That is an excellent RDFCore braindump Jeremy, thanks!

Even at that time N3 was really helpful, at least to me,

to nail things down and I mean such attempts as in

http://eulersharp.sourceforge.net/2003/03swap/rdfs-rules.n3

http://eulersharp.sourceforge.net/2003/03swap/xsd-rules.n3

 

--
Jos De Roo, AGFA http://www.agfa.com/w3c/jdroo/

 
Jeremy Carroll <jjc@hpl.hp.com>
Sent by: semantic-web-request@w3.org
2007-08-02 20:36

To: Story Henry <henry.story@bblfish.net>
cc: Sandro Hawke <sandro@w3.org>, Lee Feigenbaum <lee@thefigtrees.net>, Richard Cyganiak <richard@cyganiak.de>, Garret Wilson <garret@globalmentor.com>, Tim Berners-Lee <timbl@w3.org>, Semantic Web <semantic-web@w3.org>
bcc: Jos De Roo/AMDUS/AGFA
Subject: Re: RDF's curious literals
 

At some level this thread is rather futile.
The RDF design includes a design for representing numbers, amongst other
things.
This is now fairly well deployed with interoperable implementations.

Garret doesn't like this aspect of the design.

Well, that's life.

All aspects of agreements between numerous people involve aspects that
some people dislike.
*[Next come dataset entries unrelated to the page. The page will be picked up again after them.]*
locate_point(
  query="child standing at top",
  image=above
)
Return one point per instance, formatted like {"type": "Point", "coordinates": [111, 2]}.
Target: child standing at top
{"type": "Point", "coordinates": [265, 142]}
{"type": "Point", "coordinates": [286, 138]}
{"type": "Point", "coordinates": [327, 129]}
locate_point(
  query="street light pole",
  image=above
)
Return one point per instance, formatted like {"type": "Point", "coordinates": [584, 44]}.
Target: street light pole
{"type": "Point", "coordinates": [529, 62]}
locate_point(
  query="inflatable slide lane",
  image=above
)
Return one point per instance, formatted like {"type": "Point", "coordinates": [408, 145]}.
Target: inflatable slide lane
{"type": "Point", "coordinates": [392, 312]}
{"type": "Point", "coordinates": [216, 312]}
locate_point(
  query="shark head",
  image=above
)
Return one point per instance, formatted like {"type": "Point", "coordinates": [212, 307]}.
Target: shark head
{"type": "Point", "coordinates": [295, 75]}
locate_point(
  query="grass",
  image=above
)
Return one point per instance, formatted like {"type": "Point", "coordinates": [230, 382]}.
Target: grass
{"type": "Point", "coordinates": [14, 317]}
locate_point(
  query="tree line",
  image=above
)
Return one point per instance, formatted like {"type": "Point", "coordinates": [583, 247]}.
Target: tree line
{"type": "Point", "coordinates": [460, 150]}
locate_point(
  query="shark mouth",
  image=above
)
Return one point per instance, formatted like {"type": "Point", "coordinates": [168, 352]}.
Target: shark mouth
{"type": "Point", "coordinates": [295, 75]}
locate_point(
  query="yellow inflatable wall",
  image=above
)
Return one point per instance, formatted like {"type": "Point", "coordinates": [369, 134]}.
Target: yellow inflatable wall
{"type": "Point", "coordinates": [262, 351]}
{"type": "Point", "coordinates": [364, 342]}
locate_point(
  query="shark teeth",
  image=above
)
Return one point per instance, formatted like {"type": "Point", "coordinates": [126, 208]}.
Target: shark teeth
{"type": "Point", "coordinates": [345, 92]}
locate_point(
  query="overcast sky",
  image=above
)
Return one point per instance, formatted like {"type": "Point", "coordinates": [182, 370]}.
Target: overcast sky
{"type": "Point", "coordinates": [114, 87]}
It is particular irksome when, for some reason, we
end up participating in an aspect of the world which other people agreed
on, and we are too late to the party to argue against something we don't
like.

I think it may be less futile to give some sort of design rationale.

There are two approaches:
- give an historical account of how we got to where we are
- give a more abstract account of the problem space, and see which
aspects of the current design are essentially inevitable.
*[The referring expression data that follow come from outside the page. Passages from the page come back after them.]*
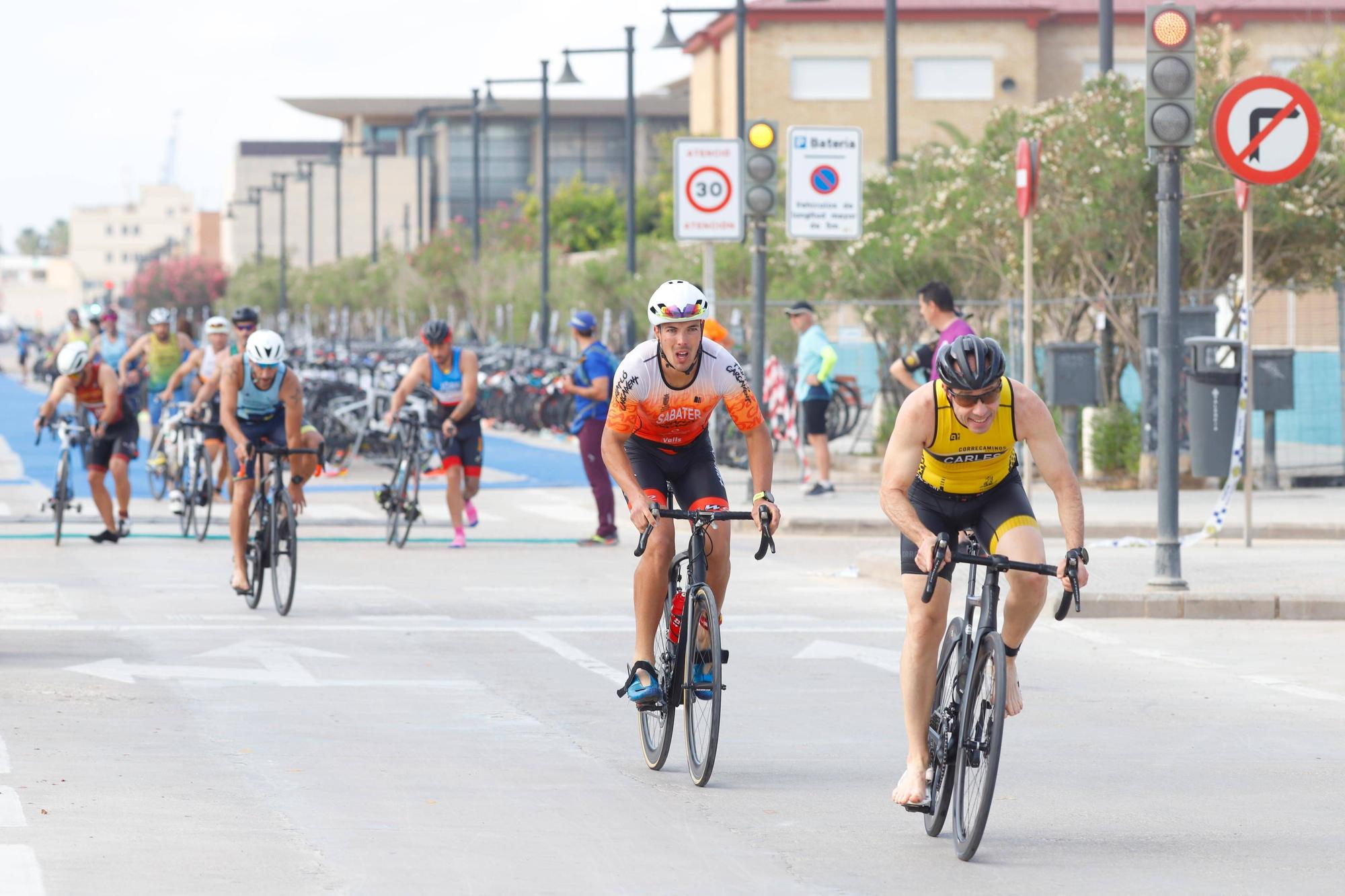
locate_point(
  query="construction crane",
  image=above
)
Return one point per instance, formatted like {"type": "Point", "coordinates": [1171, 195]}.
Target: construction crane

I'll try the latter - the former is available in the mail archives of
the RDF Core WG.

=====

RDF is intended as a way of describing things.

Most of the things being described, and the means to describe them, are
identified by URIs. However, URIs are non-rigid designators, i.e. it is
not always clear what a URI is intended to represent. The RDF Semantics
is written with the weakest possible assumption that each URI represents
something, but we don't know what.

It is also helpful to have some aspects of the descriptions using rigid
designators, where what they represent is known in advance. In RDF these
things are called literals. Initially the only sort of literals were
strings. This was fairly limiting, and there was a desire to include
other datatypes, such as those defined by XML Schema

Given that we wanted to have an open framework, which wasn't limited to
just the XML Schema datatypes, we decided that the author of an RDF
document could use whatever datatype they wanted; although we did not
define a means by which they could declare new datatypes, but require
private agreement for new datatypes. If there was a call to fix this, it
could be done.

To allow anyone to introduce there own datatypes we used the notion of a
datatype URI to identify the datatype being used. I think this is highly
defensible design decision.

Since the point of having literals is to have things whose
interpretation is known, the datatype acts as the means by which that
interpretation is defined. Hence a datatype has a lexical-to-value mapping.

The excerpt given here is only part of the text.